A big part of that understanding comes from how transparent tests become when using a mock API. There’s no implicit setup when the server starts, and no need to guess what various calls to the API are doing, whether it’s replacing the current data, appending to it, or something else altogether. Instead, all the setup is explicit. The test specifies what endpoints the code that follows will hit and what the server will return. This technique co-locates the test data from the server with the assertions that will be made in the client, allowing developers to see clearly how the two are related.

Mock APIs also handle new scenarios more easily than a custom test API. You don’t have to configure the test API to handle URLs differently; you just mock what you want. Neither do you have to change a mock API’s code when you want to return a different status code or handle an edge case; you just mock the API call accordingly.

Lastly, a mock API is a general program that you can use from project to project without changing it. That reusability adds consistency between projects, removes the need to spend project time writing a custom testing API, and keeps onboarding developers who already know the mock API protocol from having to learn another project-specific tool.

4. Fuzzing API

The final type of API I’ll recommend today is the fuzzing API. I described it briefly in my post about testing CSS. Rather than behaving predictably, a fuzzing API does the unexpected. It returns random, inconsistent data and exposes how the client copes. Does it ignore problems and merrily continue on? Does it throw an error? Does it give the user a meaningful message? Does it leave any logs for developers? Fuzzing APIs do a much better job than humans at running into problematic edge cases and testing our implicit assumptions.

The simplest fuzzing API is one that returns data in the shape the client expects, but with random data. It’s a shallow API that doesn’t have any logic other than random data generation. But fuzzing APIs can also be more sophisticated, returning different response status codes, error messages, and even data in structures the client doesn’t use or content types it doesn’t understand. It can also respond after random delays, demonstrating how the app looks when UI data doesn’t load all at once or surfacing race conditions that don’t usually occur in development.

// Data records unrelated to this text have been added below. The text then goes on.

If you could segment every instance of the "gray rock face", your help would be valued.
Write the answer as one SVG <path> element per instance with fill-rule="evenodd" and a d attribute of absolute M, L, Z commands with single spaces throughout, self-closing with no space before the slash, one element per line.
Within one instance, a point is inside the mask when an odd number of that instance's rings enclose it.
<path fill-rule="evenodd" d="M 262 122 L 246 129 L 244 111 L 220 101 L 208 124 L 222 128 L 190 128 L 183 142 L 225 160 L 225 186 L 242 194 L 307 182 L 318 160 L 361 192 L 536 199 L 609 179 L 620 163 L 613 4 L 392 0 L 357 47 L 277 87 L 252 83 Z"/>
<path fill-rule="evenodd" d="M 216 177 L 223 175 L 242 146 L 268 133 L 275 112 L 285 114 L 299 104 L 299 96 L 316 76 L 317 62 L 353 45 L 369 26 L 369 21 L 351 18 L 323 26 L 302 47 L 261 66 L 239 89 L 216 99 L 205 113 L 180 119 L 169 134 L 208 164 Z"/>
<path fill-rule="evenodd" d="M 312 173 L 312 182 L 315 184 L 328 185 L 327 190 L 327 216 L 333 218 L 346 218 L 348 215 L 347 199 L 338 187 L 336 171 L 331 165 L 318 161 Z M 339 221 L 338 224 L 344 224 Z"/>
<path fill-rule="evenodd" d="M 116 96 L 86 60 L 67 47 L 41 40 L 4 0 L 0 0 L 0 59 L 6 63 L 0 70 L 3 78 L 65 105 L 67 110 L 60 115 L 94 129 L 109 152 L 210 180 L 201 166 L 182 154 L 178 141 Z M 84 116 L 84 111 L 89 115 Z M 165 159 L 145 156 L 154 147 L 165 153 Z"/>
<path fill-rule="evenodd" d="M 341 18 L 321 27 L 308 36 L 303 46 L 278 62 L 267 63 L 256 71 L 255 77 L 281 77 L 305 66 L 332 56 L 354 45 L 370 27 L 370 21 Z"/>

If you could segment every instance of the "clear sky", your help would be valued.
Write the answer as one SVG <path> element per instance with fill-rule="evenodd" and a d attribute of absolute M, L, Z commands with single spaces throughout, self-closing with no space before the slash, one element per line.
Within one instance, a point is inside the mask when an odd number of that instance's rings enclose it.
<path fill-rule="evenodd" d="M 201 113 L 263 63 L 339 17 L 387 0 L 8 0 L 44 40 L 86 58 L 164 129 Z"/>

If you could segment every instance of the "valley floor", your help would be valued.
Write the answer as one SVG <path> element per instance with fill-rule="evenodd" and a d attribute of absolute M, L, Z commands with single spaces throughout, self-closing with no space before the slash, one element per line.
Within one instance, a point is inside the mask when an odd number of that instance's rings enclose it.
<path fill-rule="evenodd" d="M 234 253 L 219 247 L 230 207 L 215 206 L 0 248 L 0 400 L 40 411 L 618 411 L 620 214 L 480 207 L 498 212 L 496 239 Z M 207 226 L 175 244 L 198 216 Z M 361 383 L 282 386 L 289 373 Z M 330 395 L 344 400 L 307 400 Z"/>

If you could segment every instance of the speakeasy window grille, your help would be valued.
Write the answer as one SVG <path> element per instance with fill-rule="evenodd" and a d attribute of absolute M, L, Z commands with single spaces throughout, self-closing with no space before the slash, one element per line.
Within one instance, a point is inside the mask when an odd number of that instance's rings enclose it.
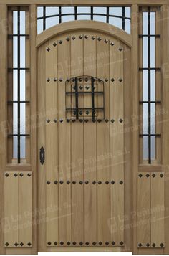
<path fill-rule="evenodd" d="M 101 121 L 105 119 L 104 82 L 90 76 L 80 76 L 66 81 L 67 121 Z"/>
<path fill-rule="evenodd" d="M 158 156 L 160 140 L 160 62 L 157 55 L 157 47 L 160 42 L 160 30 L 157 23 L 158 9 L 141 9 L 142 33 L 140 34 L 140 111 L 143 115 L 140 133 L 143 163 L 150 164 Z M 160 49 L 160 48 L 159 48 Z"/>
<path fill-rule="evenodd" d="M 38 6 L 37 32 L 59 23 L 82 19 L 109 23 L 130 33 L 130 7 L 125 6 Z"/>
<path fill-rule="evenodd" d="M 8 163 L 22 163 L 28 156 L 29 65 L 27 52 L 29 9 L 9 9 L 8 24 Z M 28 158 L 28 157 L 27 157 Z M 28 160 L 28 159 L 27 159 Z"/>

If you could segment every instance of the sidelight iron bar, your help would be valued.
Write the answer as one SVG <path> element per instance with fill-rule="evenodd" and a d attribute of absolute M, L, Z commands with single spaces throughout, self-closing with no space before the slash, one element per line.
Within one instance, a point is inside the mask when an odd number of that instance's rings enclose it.
<path fill-rule="evenodd" d="M 148 32 L 150 34 L 150 7 L 148 7 Z M 151 41 L 150 37 L 148 37 L 148 163 L 151 163 Z"/>
<path fill-rule="evenodd" d="M 125 7 L 122 7 L 122 29 L 125 29 Z"/>
<path fill-rule="evenodd" d="M 76 98 L 76 119 L 79 119 L 79 108 L 78 108 L 78 80 L 77 77 L 75 77 L 75 98 Z"/>
<path fill-rule="evenodd" d="M 95 80 L 92 77 L 91 77 L 91 84 L 92 84 L 92 120 L 95 120 L 95 93 L 94 93 L 94 83 Z"/>
<path fill-rule="evenodd" d="M 18 7 L 18 34 L 20 34 L 20 7 Z M 20 56 L 20 37 L 18 37 L 18 163 L 21 163 L 21 140 L 20 140 L 20 132 L 21 132 L 21 111 L 20 111 L 20 78 L 21 78 L 21 73 L 20 73 L 20 65 L 21 65 L 21 56 Z"/>
<path fill-rule="evenodd" d="M 46 29 L 46 6 L 43 6 L 43 30 Z"/>

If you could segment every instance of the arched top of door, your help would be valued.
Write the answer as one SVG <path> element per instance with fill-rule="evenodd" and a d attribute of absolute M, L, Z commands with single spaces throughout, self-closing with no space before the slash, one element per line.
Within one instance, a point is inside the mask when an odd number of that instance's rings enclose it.
<path fill-rule="evenodd" d="M 130 47 L 132 47 L 132 37 L 125 31 L 109 24 L 86 20 L 62 23 L 45 30 L 37 36 L 36 46 L 39 47 L 52 37 L 76 31 L 104 33 L 120 39 Z"/>

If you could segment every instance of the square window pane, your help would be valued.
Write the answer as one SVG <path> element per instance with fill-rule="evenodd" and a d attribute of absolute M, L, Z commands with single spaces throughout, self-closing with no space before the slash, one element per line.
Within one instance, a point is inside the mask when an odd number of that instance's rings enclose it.
<path fill-rule="evenodd" d="M 43 16 L 43 7 L 38 6 L 37 7 L 37 17 L 42 17 Z"/>
<path fill-rule="evenodd" d="M 59 24 L 59 17 L 46 19 L 46 29 Z"/>
<path fill-rule="evenodd" d="M 122 19 L 120 18 L 109 18 L 109 23 L 115 27 L 119 27 L 122 29 Z"/>
<path fill-rule="evenodd" d="M 122 16 L 122 7 L 110 7 L 109 14 L 110 15 L 115 16 Z"/>
<path fill-rule="evenodd" d="M 43 32 L 43 19 L 38 19 L 37 21 L 37 34 Z"/>
<path fill-rule="evenodd" d="M 46 16 L 59 14 L 59 7 L 46 7 Z"/>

Because fuzzing APIs use random data to generate problem states, they need one more critical feature: the ability to stop being so random. When a fuzzing API illustrates a bug, you need to be able to freeze its current behavior and find out what caused the problem. Sometimes, it can take several tries to pinpoint why an error occurred. Once you know, you can write a test for it, but it’s tough to know what’s going on when it only happens once. Being able to suspend the randomness and do exactly what happened last time is an important part of a good fuzzing API.

Conclusion

Alternative APIs are an important tool for every developer to have in their toolbox. They allow us to do much more than a plain production API does, from customizing responses to improving how tests are expressed and helping find problems we didn’t even know to look for. I’ve found that alternative APIs dramatically improve my productivity and give me more flexibility when developing applications.

If you’ve used other types of APIs, I’d love to hear about them.